User 1 makes a contribution into the inventory.
User 2 comes in to search or use it.
The inventory can be content, software, or product.
Everything depends on what’s inside and who wants it.
User 1 could be in-house or external.
Their job is to put something into the system.
That “something” has to be useful to someone else.
User 2 is the one asking for value.
They are not here to build.
They are here to get.
They search, they click, they want results.
The result comes from the inventory, back to them.
That loop is the whole engine.
But this loop doesn’t run by itself.
User 1 needs a reason to contribute.
User 2 needs a reason to care.
Without User 2, the whole system is pointless.
Without User 2 you cannot monetize anything.
Without contribution, there’s nothing to serve.
This becomes the core problem.
How do we make User 1 put in something good?

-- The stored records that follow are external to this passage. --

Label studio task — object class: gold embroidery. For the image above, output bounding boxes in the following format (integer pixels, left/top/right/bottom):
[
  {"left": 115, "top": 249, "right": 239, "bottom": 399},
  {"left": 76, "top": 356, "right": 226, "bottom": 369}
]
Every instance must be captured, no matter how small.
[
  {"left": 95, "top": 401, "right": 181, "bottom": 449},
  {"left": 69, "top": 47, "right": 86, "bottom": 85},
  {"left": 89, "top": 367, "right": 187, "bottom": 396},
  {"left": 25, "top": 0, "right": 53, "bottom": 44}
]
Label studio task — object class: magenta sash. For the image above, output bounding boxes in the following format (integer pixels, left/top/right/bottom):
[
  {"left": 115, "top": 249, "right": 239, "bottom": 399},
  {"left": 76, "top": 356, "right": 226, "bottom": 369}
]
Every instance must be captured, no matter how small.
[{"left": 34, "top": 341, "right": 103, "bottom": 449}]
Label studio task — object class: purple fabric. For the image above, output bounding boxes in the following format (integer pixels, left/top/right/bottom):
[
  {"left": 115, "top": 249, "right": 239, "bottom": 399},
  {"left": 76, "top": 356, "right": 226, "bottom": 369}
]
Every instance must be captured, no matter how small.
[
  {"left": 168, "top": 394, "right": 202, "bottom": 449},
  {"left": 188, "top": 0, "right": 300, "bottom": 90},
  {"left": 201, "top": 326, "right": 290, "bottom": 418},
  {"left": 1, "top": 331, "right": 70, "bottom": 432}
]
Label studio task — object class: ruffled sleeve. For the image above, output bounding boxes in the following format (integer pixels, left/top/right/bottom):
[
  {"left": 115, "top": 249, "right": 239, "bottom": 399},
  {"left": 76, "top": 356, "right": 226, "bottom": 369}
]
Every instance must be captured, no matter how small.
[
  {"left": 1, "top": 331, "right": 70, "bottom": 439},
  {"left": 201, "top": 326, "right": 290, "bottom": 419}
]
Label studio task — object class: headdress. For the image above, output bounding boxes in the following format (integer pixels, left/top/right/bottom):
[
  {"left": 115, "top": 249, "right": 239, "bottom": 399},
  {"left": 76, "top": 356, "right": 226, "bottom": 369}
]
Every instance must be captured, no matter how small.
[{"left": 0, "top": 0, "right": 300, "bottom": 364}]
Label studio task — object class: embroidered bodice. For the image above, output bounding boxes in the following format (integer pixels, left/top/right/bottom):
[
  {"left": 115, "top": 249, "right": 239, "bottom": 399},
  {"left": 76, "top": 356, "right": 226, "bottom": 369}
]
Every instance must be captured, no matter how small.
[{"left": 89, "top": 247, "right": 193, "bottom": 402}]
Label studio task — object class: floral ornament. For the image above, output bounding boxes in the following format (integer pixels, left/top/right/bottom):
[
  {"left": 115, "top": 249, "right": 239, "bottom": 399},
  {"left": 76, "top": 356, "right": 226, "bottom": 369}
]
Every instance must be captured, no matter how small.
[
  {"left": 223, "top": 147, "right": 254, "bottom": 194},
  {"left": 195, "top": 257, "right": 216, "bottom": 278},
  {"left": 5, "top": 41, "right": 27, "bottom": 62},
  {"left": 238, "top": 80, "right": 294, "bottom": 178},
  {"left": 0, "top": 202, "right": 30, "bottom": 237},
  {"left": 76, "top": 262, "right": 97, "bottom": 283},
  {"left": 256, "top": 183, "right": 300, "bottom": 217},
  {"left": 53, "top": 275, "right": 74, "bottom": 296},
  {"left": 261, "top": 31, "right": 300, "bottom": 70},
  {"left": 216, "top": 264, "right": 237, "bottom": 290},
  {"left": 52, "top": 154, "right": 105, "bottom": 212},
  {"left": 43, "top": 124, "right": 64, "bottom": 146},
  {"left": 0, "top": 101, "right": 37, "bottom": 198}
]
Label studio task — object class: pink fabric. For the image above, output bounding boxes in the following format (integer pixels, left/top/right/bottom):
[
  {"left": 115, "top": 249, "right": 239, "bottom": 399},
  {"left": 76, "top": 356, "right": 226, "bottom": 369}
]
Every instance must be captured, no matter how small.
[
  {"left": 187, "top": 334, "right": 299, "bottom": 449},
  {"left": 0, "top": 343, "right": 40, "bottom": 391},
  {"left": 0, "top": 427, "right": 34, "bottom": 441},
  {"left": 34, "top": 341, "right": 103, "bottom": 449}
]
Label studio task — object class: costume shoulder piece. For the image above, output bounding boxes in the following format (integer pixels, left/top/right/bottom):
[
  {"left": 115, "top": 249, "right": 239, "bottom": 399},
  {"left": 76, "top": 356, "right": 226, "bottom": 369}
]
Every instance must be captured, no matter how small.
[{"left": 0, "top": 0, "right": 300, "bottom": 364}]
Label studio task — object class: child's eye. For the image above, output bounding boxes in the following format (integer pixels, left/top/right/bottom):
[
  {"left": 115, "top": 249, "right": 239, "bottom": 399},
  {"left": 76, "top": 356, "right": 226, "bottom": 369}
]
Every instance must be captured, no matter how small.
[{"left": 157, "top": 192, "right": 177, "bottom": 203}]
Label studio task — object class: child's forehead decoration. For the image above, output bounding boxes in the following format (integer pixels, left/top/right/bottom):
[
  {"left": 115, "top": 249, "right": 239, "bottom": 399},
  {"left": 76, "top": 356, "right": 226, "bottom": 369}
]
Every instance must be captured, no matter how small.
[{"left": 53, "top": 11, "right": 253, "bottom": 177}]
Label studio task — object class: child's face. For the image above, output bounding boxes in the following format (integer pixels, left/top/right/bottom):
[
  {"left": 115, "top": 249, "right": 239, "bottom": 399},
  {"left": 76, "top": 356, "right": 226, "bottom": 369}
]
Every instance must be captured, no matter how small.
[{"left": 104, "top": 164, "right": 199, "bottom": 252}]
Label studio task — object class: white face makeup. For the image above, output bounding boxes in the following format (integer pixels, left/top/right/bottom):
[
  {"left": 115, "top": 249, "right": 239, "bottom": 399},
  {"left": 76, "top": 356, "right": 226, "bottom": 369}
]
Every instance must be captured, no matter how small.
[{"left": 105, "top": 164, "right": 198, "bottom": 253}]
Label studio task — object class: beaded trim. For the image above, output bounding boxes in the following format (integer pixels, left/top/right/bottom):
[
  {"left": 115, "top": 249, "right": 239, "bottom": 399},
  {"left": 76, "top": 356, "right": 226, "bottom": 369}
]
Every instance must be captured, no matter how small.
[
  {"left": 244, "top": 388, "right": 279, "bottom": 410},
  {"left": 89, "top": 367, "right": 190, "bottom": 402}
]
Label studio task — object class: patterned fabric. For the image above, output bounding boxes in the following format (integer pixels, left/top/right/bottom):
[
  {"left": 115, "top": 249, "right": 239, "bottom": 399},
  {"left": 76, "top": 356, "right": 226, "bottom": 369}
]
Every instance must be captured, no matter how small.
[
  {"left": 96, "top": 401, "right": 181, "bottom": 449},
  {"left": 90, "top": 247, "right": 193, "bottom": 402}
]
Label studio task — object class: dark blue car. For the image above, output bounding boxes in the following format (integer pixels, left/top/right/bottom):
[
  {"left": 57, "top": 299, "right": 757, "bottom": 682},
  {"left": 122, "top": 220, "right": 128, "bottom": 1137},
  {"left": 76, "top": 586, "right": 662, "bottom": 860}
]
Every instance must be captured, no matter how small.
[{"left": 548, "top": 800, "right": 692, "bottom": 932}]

How do we make User 2 come back for it?
And how do we keep that loop alive over time?
The answer is not about the data.
It’s about what people want to see.
People don’t want to do tasks.
They want to see outcomes.
They want to feel like something is working.
They want motion without effort.
A manager wants to watch the team perform.
A user wants to see something get made.
A buyer wants to feel progress.
That’s the spectacle.
Roomba cleans by just setting up.
ChatGPT writes while you just give single command.
Supplements promise change by you just eating them.
It looks like something is happening without friction.
That’s the feeling people pay for.
They want a spectacle.
They wan to watch, not work.
Even if something or someone else is ultimately doing the work.
That’s how you keep User 2 interested.
Give them vicarious achievement.
And that’s why the inventory has to be filled right.
The contribution must lead to a visible return.
The return must feel like progress.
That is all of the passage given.